Line 61: Should the original ACROSS overview paper be cited here, e.g. Cantrell and Michoud (2022)?
Line 169: Please clarify the basis for classifying air masses as “biogenic.” If this classification is mainly based on air masses not passing over Paris, there may still be possible anthropogenic influence from other urban/industrial areas, for example Lille, Ghent, or Rouen, depending on trajectory direction and residence time.
Line 264: When stating that the results yielded similar findings to the larger dataset of Thoma et al. (2025), please clarify whether this comparison refers specifically to their summer results or to the full dataset. Could you include a comparison in SI?
Line 250: Is there a basis for determining how many clusters were used? The use of two and three clusters shows that the anthropogenic signature was consistent, but was there an original rationale for choosing two and three clusters?

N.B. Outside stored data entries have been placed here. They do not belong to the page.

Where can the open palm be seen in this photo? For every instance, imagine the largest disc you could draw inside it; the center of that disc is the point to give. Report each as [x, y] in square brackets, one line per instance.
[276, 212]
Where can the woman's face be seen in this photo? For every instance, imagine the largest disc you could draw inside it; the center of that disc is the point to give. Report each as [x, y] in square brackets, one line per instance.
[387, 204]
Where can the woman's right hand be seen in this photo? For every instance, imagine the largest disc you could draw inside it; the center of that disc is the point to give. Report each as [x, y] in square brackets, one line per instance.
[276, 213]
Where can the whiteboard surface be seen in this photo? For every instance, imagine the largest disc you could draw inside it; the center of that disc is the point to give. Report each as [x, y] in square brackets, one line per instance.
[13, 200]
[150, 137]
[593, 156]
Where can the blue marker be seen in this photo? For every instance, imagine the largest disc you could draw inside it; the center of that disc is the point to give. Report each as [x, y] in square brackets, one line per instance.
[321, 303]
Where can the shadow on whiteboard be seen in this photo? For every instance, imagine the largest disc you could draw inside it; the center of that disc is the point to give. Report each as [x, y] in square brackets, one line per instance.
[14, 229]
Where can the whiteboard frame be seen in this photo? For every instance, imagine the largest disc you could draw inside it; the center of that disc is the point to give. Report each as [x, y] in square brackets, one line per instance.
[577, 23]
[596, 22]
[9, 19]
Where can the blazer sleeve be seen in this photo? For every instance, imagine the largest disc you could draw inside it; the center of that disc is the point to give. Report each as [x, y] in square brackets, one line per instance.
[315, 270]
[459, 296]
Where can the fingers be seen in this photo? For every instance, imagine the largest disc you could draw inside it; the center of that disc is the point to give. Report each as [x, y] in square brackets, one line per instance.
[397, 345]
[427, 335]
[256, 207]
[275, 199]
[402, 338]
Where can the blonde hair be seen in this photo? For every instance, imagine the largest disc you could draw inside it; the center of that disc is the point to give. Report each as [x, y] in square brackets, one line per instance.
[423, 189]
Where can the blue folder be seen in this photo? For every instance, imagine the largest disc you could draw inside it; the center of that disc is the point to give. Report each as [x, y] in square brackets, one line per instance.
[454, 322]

Line 296: The different biogenic signature is attributed to directional dominance, but it is not clear whether this reflects a difference in wind-direction strength only or a difference in back-trajectory origin. Are the dominant wind directions associated with distinct source regions, or are the back-trajectory origins broadly similar? In addition, the ACROSS period included distinct meteorological regimes, including a cleaner period and heatwave periods. Could the dataset be split into the clean period and heatwave period, following the period definitions used by Di Antonio et al. (2025), to test whether these conditions affected the clustering?

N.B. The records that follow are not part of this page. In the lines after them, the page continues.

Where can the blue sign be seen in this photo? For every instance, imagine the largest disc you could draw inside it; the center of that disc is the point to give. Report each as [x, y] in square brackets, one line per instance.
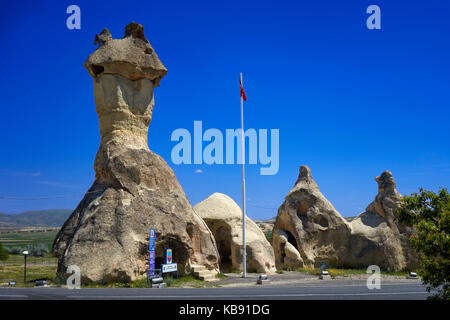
[151, 242]
[168, 256]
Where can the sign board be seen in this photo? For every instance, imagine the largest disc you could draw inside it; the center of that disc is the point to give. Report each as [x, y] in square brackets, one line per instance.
[151, 249]
[168, 256]
[170, 267]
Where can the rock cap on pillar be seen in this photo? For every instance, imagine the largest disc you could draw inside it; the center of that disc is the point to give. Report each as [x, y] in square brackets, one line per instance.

Line 393: Please clarify the “others” category shown in black. Does this group represent identified molecular formulas outside the CHO, CHON, and CHOS classifications, such as CHONS or halogenated species, or does it include unidentified peaks? This category appears to contribute substantially in some samples and should be more clearly defined.

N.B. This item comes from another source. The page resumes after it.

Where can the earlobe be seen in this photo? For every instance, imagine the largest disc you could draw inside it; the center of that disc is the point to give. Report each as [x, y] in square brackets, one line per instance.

Line 374: The wording “calculation” should be reconsidered or softened. If it says calculation, I expect numbers as was done by Thoma et al. (2025). Would it be possible in the future to such estimations with this method, given that there is a lot of auxiliary data from the ACROSS campaign?
Line 381: Were the four samples removed for the reduced clustering test selected randomly, or were they chosen because they represent specific source conditions, wind directions, or concentration regimes?